第164章 假戲真做

皇宮中,蕭鈺軒剛去探視寧嬪出來,便碰上了正往禦書房趕的惠貴妃。

隻見他上前一步端正問道:“惠貴妃娘娘這麼晚了可是要去禦書房看望皇上?”

惠貴妃見是蕭鈺軒,隻揚起一抹恰到好處的笑容含笑說道:“原來是世子殿下,想必是來探望寧嬪的吧?”惠貴妃特意加重了寧嬪兩字的讀音,麵上笑意也更重,看上去滿是幸災樂禍之色。

蕭鈺軒本就還沒摸清這個惠貴妃的底細,此時麵對她的挑釁自然也就隻能隱忍無視而已。

“皇上還在等本妃,本妃先走一步。”惠貴妃說話的同時,人便瀟灑的隨引路公公向皇宮走去,完全無視了蕭鈺軒的存在。

如今這後宮,除了那個深入簡出,終日與佛堂相伴的德妃,便再無一個“舊人”了。

這是機會,更是選擇。

去往禦書房的這條路惠貴妃並不陌生,隻是當她眺望到棲鳳殿時,嘴角卻不由掛起一抹意味悠長的笑容。

禦書房內,皇上正襟危坐,成堆的奏折幾乎要將他的身影淹沒。

惠貴妃進入殿前,端正向皇上行了跪拜之禮。

皇上看著惠貴妃的動作,臉色稍作緩和幾分。

如今這宮中,還能入得了他眼的,也就隻剩下這麼一個惠貴妃了。

“免禮。”

惠貴妃應聲起身,直麵皇上的打量。

之前與蕭鈺軒相見,她才注意到,蕭鈺軒果然是眾皇子中長得最像皇上的,就連眉眼間藏著的陰沉都是如出一轍。

皇上將惠貴妃喚至自己身側,隻問了些身體情況以及宮中其他瑣事。

惠貴妃聽著皇上若有似無的探尋,也毫不避諱,皆是知無不言言無不盡,引得皇上很是滿意。
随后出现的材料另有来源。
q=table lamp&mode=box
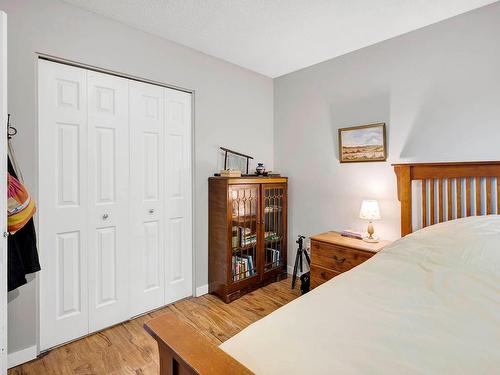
[359,200,381,243]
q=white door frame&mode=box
[0,10,7,375]
[35,54,197,353]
“寧嬪去行宮也有些時日了,你剛操持後宮,必然有些事情不知如何做主,擇日還是要去寧貴妃那請教請教的,待明日朕便差人送你過去。回來後順便去德妃那裏拜會一麵。”

皇上見惠貴妃對他的探試並無顧忌,便將她推向德妃手中,他也好借此探探這個沉寂了多年的德妃的心思。畢竟她膝下還有敬王府一脈,尚有蕭鈺琛這個孫兒在。

惠貴妃聽聞皇上所言,心下不禁欣喜,跪安之後便先一步回宮備寢,一路並無多言。

次日一早,皇上果然派了李總管親自前來惠貴妃宮中相迎,奉命送她去行宮拜見養病的寧貴妃。

“勞煩李總管了。”

“惠貴妃娘娘這是哪裏的話。”

二人客套了兩句,便就上了馬車,準備向行宮出發。

當他們到達,已是接近晌午時候。

“寧嬪娘娘。”惠貴妃的聲音從殿門口傳進內殿,寧貴妃的麵色隻閃過一絲急切,隻是當她看清惠貴妃身後的李總管時,卻是當即收斂了神色。隻換上一副病怏怏的模樣應了一聲道:“惠貴妃今日怎麼有空閑到我這山野荒村來了。”

“寧嬪娘娘見外了,臣妾惦念寧嬪娘娘鳳體,皇上也不放心臣妾操持宮事,所以才特命臣妾向寧嬪娘娘請教一二。”

寧貴妃厭惡的看著惠貴妃雲淡風輕的模樣,再次發難道:“惠貴妃天資聰慧,才剛入宮月餘,便做到了尋常人窮極一生都難以比鄰的地位,如今更是有協理六宮之權,還需向我這個將死之人請教什麼?惠貴妃真是過謙了。”

李總管眼觀鼻口觀心,一直盯著她們二人的互動,卻是麵上不顯絲毫神色。

約過了小半個時辰,寧貴妃終是先一步對李總管開口道:“李總管車馬勞頓,也該是累了,就先回房歇息罷。皇上不在這裏,也不敢勞駕李總管伺候。”

寧貴妃的話雖然說得客氣,但字裏行間卻都是逐客之意。

李總管隻笑著應道:“老奴謝過寧嬪娘娘恩裳,老奴告退。”

李總管一走,這行宮中便就都剩下寧貴妃的心腹,說起話來自然方便許多。

寧貴妃身邊的女官看著惠貴妃麵上的假笑,心下很是不屑,如非皇上給了她一個攀上枝頭的機會,她還真當自己能做到今日的妃位不成?想要麻雀變鳳凰,還真是不自量力。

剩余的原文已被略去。